As it turned out, she was only getting started. When she retired from the city three years ago--perhaps in part because of pressure from then-councilwoman, now mayor Judy Rawson's hammering on the line item in the city's budget for the magazine, according to some accounts--they recognized her career by establishing an award in her honor. The Jane Wood Award for Outstanding Journalism annually goes to the Shaker High student who displays talents on the school newspaper. Contributors to the fund, which has grown to at least $5,000, included the likes of former Cleveland mayor Jane Campbell and county commissioner Peter Lawson Jones.

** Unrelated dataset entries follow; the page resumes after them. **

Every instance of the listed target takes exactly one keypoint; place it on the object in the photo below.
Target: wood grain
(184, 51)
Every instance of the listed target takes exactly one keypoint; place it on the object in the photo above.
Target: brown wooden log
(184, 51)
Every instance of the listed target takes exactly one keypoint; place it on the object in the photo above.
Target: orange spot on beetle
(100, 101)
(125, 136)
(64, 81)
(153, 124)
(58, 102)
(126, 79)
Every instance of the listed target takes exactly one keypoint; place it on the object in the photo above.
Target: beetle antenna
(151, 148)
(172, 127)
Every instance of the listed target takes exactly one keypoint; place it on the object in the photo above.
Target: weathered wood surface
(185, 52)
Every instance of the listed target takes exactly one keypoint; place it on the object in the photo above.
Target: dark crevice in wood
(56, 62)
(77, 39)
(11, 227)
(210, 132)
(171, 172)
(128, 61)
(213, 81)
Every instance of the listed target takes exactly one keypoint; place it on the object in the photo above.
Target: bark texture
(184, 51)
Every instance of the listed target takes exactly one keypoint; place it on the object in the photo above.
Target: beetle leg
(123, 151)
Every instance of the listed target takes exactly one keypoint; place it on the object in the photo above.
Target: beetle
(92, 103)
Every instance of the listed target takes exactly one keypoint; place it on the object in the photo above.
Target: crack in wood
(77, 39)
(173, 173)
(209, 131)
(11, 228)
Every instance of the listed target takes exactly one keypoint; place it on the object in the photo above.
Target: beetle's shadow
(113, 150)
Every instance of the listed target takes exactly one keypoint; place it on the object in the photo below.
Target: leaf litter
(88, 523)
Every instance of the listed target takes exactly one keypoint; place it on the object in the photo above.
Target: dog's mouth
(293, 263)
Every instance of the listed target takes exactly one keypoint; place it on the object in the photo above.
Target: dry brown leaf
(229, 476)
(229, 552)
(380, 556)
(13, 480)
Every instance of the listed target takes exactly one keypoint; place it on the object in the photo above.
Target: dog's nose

But she saved her best act for last: her fiercely independent email newsletter, begun in April '03, applied what can only be called a proctological form of attention on the city she knows best, and which she continued to care about, now as a citizen rather than merely an employee. She became the fully engaged eyes, ears and even conscience of a suburb steeped in history, charm and the racial and other complications that come with being an inner ring suburb. And she did so with a level of detail, institutional knowledge and insulation from interference that puts even the best newspaper to shame. There's just no easy way to lavish so much serious attention on and space for coverage of a single suburb, at least not as major metro papers are presently constituted.
The larger point, of course, is this. The media organizations that will thrive in the new era will be those that best figure out the business model for how to fill this void and hunger for hard and reliable information on the kind of basic governmental services that Jane Wood so ably provided, but which most papers have increasingly abandoned. Coverage of the myriad government offshoots and all their sometime mind-numbing banality and complexity don't show up well in reader focus groups, and many younger-generation journalists look down on this stuff as blandly incremental "process" stories, in any case. You don't win many awards and you certainly don't rise up journalism's career ladder these days by giving your life over to it, even if our democratic institutions depend on this scrutiny.
While even good newspapers are being forced to continue to soften their coverage with lifestyle features and other frilly fare (the New York Times, unbelievably, recently hired a "fragrance" editor), that doesn't mean citizens have stopped craving the meat and potatoes. The need for an informed citizenry demands that we somehow get to the bottom of this conundrum. And Jane Wood certainly provides a hell of a roadmap worth contemplating.